Even after years as an established author, he’s still visibly improving as a novelist. Some writers arrive with a splash but never better their early work. There are plenty of writers for whom the Xeelee sequence would have been the apogee of their writerly lives. But Baxter, as he gets older, is getting more ambitious in theme and setting. He’s writing historical novels, near-future thrillers and still working on the wide-scale, cold hearted space operas – and he’s having success at everything he tries.
The more he stretches himself the better he seems to become. Baxter seems to be going through a kind of a mid-life crisis of creativity that has seen him measurably grow as a writer. He might never have the easy grace with language that some writers are blessed with (he’s not got the natural talent of China Mieville, whose The City in The City I’ve also just finished, for example) and readers shouldn’t come to Flood expecting poetic flourishes. but he’s becoming considerably more than just a competent, workmanlike stylist.
Flood sees Baxter turn his attention to an environmental disaster – the rising waters echo global warming, but actually for Baxter’s purposes that global-disaster-in-waiting isn’t anywhere near disastrous enough. From the opening pages in a rain-soaked Spain through the gradual collapse of society, Flood follows the fortunes of a group of friends as the world disintegrates. By tracking the fates of a diverse group, Baxter gets to mix a helicopter view of the growing crisis with the more personal/emotional stories of those on the ground.
If early Baxter might be said to have had a recurring problem it was with its human characters – as Baxter’s work tends to deal with the universe on unimaginably vast scales, the fate of his human characters could come to seem very small beer – which was, of course, part of Baxter’s point. However, it didn’t make for novels that were immediately accessible.
Flood certainly demonstrates how Baxter’s writing of people has improved down the years. Here is characters have distinct shapes and edges and motivations and feel like real humans caught up in disasters beyond their control. If, as the disaster unfolds, their fates and their aspirations are all washed away by the flooding it is at least clear that what has happened matters to them. Their suffering and (short-lived) triumphs are given depth and resonance.
And while, in the end (as with so much of Baxter’s work), it eventually becomes clear that their little human lives are mere specks in the face of a disaster beyond any comprehension or control, at least it is clear that this is Baxter’s intent and not just the case of a lack of authorial interest in the fate of his creations.
No none of these things were problems.
What I didn’t buy in Flood was more basic and, therefore, in some ways more annoying.
I just couldn’t work out where all the bloody water was coming from.
Vast oceans in the crust I can buy, maybe, but why are they suddenly gushing UPWARDS against gravity and air pressure and stuff?
Baxter does some arm waving and attempted prestidigitation to distract us and persuade us that the book contains an answer, but I didn’t buy it – especially given the sheer scale of Flood.

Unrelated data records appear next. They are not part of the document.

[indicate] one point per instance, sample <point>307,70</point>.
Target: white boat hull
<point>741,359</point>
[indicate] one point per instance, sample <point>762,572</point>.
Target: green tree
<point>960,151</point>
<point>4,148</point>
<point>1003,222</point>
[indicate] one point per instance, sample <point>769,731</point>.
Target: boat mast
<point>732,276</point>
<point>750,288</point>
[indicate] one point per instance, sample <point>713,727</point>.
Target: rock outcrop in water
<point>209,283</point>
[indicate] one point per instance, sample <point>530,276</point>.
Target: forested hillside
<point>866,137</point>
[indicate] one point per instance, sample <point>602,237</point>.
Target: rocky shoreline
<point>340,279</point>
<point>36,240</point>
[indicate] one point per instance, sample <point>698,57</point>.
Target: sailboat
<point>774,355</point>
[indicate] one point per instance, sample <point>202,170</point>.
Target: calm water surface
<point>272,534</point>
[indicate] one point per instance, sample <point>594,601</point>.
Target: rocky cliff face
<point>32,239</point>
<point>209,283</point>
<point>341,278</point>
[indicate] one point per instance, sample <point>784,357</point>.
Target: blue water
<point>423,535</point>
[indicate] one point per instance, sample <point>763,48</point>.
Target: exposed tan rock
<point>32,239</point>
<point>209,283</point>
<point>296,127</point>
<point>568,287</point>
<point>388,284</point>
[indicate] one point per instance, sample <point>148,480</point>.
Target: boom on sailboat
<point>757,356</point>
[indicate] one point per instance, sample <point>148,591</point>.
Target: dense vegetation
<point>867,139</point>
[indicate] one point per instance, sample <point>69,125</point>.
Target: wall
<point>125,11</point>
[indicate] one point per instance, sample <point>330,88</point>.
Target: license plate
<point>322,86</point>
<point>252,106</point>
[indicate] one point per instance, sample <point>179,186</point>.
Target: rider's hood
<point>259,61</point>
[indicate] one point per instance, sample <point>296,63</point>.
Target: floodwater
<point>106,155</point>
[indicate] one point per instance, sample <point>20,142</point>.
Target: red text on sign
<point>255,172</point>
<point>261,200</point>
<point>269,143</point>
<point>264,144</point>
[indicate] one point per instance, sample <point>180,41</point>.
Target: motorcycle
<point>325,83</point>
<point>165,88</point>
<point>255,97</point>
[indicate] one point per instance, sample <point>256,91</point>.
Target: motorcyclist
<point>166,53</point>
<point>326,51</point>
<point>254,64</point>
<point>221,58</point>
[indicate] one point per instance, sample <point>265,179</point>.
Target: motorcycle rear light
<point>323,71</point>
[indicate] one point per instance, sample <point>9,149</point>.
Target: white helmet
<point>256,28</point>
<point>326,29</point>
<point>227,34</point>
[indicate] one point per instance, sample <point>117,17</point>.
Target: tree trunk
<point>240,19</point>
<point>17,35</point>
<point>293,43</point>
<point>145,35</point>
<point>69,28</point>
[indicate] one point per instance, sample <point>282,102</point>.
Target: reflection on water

So even though I was more-or-less gripped by the story and liked the writing and totally enjoyed the book, I couldn’t (like the characters) ever get away from the fact of the ever rising waters. I was credulous while London drowned, less so when the last of the British Isles went under but by the time Denver, the Andes, Switzerland and finally Mount Everest herself went under, well, it was like an itch I couldn’t scratch – driving me nuts.
Does it matter that I don’t buy the fundamental driver of a disaster novel?
It turns out, not that much. I still had a great time with this book and as I understand a sequel, Ark, is on the way, I have no problem recommending you pick up Flood. It’s a journey worth taking.